1 Introduction

1.1 Market Basket Analysis

Market Basket Anlysis (MBA) is a data mining technique used by retailers to increase sales by better understanding customer purchasing patterns. When we go to the machine learning terms Market Basket Analysis can be categorized as unsupervised learning technique that help to analyzing transactional data. This technique is usually used to analyzing the purchasing pattern of costumers. In example

{T-shirt,Trousers}⇒{Jacket}

The rules above can be states as if someone bought T-shirt and Trousers, then Jacket is also likely to be purchased. From the example above, it is seems that MBA is a very important analysis technique in the retail and sales area, but surprisingly MBA or Association Rules Mining also can be a powerful tools that can be used in many scenario.

In this Example I will try to use MBA as a technique to find the association of The consumption of alcohol by students with a “student alcoholic consumptions” datasets from kaggle.

1.2 Apriori Algorithm

When we talk about Market Basket Analysis or Association Rules Mining, there is one algorithm that comes to mind which is Apriori Algorithm

From the wikipedia it is said that:

The frequent item sets determined by Apriori can be used to determine association rules which highlight general trends in the database: this has applications in domains such as market basket analysis.

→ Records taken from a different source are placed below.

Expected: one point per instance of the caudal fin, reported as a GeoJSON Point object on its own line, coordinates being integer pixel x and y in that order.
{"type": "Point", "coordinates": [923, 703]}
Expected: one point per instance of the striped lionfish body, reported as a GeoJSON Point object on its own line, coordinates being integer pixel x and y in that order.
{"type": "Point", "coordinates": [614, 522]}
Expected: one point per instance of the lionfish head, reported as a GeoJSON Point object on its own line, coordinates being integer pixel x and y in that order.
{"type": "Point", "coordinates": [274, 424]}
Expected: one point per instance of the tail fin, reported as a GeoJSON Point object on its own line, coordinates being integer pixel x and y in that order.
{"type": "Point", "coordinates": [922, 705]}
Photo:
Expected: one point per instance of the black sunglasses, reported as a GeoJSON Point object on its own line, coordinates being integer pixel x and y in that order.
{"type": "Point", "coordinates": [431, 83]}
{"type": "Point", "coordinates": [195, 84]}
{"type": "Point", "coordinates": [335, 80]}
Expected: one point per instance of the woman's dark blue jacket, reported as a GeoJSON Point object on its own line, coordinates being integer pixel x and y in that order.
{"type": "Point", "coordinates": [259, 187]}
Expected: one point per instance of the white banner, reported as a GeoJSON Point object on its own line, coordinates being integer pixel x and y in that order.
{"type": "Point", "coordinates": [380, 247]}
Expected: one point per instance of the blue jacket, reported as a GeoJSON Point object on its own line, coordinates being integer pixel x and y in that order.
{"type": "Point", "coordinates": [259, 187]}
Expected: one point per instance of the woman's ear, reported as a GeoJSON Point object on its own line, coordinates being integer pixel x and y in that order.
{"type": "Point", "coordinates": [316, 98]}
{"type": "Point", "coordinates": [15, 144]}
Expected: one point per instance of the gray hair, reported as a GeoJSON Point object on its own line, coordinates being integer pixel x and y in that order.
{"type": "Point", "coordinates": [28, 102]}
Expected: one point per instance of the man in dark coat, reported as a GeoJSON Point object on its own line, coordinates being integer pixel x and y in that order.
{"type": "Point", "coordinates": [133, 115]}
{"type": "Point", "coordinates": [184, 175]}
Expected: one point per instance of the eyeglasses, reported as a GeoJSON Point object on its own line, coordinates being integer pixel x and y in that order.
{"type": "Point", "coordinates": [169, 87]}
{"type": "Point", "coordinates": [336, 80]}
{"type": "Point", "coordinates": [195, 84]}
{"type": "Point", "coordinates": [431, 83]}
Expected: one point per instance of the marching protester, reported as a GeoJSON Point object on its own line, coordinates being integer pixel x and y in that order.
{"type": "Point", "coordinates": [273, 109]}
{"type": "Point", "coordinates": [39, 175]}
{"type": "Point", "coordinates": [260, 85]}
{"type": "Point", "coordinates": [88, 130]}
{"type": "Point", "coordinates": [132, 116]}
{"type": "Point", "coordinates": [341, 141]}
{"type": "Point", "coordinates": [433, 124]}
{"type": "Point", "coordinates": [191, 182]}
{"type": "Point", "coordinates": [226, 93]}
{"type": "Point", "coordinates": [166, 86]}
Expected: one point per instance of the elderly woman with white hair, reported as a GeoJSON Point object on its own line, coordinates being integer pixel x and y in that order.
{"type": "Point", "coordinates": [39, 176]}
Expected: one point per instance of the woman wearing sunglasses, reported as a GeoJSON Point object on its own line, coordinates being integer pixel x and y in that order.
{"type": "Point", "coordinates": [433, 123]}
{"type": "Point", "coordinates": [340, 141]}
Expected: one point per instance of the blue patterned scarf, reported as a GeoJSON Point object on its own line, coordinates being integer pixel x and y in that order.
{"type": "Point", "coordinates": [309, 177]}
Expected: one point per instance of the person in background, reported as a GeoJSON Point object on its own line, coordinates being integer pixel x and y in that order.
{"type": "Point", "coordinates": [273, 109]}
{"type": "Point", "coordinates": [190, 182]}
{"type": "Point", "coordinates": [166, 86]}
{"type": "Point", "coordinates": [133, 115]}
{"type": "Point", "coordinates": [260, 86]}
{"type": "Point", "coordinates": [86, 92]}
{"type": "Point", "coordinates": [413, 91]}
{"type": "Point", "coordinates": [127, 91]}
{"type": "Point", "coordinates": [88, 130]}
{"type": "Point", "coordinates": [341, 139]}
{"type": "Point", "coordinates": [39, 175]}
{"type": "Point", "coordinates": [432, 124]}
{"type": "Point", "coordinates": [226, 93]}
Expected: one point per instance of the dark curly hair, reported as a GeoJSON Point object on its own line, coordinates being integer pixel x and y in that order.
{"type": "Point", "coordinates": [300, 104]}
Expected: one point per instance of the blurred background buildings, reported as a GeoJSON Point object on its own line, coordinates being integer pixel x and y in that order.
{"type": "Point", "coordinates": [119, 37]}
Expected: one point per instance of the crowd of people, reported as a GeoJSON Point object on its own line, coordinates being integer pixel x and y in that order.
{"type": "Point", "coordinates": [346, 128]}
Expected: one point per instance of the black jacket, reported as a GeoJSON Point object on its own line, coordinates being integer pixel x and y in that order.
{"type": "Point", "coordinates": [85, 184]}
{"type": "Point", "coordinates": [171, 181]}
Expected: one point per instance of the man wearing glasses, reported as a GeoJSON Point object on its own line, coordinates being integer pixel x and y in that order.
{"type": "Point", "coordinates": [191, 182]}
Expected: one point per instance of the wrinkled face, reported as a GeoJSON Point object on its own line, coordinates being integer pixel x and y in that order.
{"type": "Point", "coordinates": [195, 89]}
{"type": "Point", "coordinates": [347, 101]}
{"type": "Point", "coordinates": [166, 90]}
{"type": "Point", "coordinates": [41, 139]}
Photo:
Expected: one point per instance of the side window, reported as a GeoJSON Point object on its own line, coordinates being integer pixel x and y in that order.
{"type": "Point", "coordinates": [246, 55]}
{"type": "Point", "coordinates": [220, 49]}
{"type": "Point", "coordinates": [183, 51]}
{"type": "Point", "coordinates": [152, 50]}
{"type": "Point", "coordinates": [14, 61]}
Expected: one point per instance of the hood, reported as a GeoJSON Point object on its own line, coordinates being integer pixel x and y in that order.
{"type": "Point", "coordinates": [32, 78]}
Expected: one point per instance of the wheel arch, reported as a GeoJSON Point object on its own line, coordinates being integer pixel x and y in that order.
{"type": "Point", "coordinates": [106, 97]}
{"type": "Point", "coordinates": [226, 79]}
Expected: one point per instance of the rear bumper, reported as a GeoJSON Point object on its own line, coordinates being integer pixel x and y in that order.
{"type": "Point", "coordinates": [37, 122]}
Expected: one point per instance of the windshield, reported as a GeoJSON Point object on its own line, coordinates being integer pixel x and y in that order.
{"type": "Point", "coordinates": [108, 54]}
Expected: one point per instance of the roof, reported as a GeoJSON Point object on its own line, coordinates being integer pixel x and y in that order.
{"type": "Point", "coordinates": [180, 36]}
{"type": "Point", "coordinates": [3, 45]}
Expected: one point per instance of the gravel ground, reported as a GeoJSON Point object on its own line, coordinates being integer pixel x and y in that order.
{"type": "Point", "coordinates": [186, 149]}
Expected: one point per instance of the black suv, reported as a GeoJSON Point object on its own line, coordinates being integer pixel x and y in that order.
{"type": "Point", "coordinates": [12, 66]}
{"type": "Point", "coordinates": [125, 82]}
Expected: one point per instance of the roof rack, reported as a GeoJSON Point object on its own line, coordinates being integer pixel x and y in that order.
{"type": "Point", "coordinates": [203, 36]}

For more information about apriori algorithm you can clik here or here

In the table above, we can see there is four transactions from a supermarket. The item sets are

\[ \begin{align} I = {Tooth brush, Tooth paste, Mouth wash, Jam , Peanut butter, Bread, cereal, milk, T-shirt, Trousers} \end{align} \]

and the transactions sets,

\[ \begin{align} T = {T1, T2, T3, T4} \end{align} \]

For example,

\[ \begin{align} T1 = {Tooth brush, Tooth paste, Mouth wash}. \end{align} \]

Then the association rules is defined as:

\[ \begin{align} X⇒Y, where X⊂I, Y⊂I and X∩Y=0 \end{align} \] and from the transaction 1 (T1), it can be implies as

\[ \begin{align} {Tooth brush, Tooth paste} ⇒{Mouth wash} \end{align} \]

2 Library Packages

library(arules) #For Mining Association Rules
library(arulesViz) # For Visualizing Association Rules
library(tidyr) # For Tidying the Data
library(tidyverse) #For Data Manipulation and Visualization (Consist of Multiple R Package)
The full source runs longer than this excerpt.